Essay Question 2) (3 points) Do not refer to the abalone data or study. If you were presented with an overall histogram and summary statistics from a sample of some population or phenomenon and no other information, what questions might you ask before accepting them as representative of the sampled population or phenomenon?

Answer: Before accepting summary statistics as representative, I would ask: 1) What was the sampling methodology? (Random vs convenience, or other?) 2) What was the sample size and response rate? 3) Are there potential selection biases in how participants were recruited or data were collected? 4) What is the temporal and geographical context of the data collection? 5) How were missing data handled in the analysis? 6) What are the operational definitions and measurement protocols for the variables? 7) What evidence exists that the sample adequately represents the target population? 8) Are there important subgroups that might show different patterns? 9) What is known about the reliability and validity of the measurements? 10) Are there potential confounding variables that might affect the interpretation? I’d seek evidence of representativeness, explore potential subgroup variations, and identify any unmeasured confounding variables that could distort the findings.

Essay Question 3) (3 points) Do not refer to the abalone data or study.

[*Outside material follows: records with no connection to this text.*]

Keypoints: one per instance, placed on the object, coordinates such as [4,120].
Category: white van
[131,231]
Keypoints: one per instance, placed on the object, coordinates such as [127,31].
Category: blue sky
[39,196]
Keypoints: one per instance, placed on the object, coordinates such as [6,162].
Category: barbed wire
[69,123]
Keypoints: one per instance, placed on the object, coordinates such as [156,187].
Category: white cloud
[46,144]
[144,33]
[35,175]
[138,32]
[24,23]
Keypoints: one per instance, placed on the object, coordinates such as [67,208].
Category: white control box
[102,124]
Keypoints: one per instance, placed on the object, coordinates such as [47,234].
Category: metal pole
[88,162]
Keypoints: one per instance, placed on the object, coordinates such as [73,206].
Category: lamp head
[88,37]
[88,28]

What do you see as difficulties analyzing data derived from observational studies? Can causality be determined? What might be learned from such studies?

Answer: Observational studies present several analytical challenges: 1) Confounding - the inability to control for unmeasured variables that may explain observed relationships. 2) Selection bias - participants may differ systematically from the target population. 3) Lack of randomization - groups may differ in ways beyond the variables of interest. 4) Temporal ambiguity - difficulty establishing whether the presumed cause preceded the effect. 5) Measurement error - variables may be measured with less precision than in controlled experiments. Regarding causality, observational studies alone cannot definitively establish causal relationships due to these limitations. The gold standard for causal inference remains randomized controlled experiments. However, observational studies are invaluable for: generating hypotheses for future experimental testing, identifying associations and patterns in realworld settings, studying phenomena where experiments are unethical or impractical, providing ecological validity by examining relationships in natural contexts, and establishing correlational evidence that can guide policy and further research. They excel at describing “what is” rather than explaining “why it is.”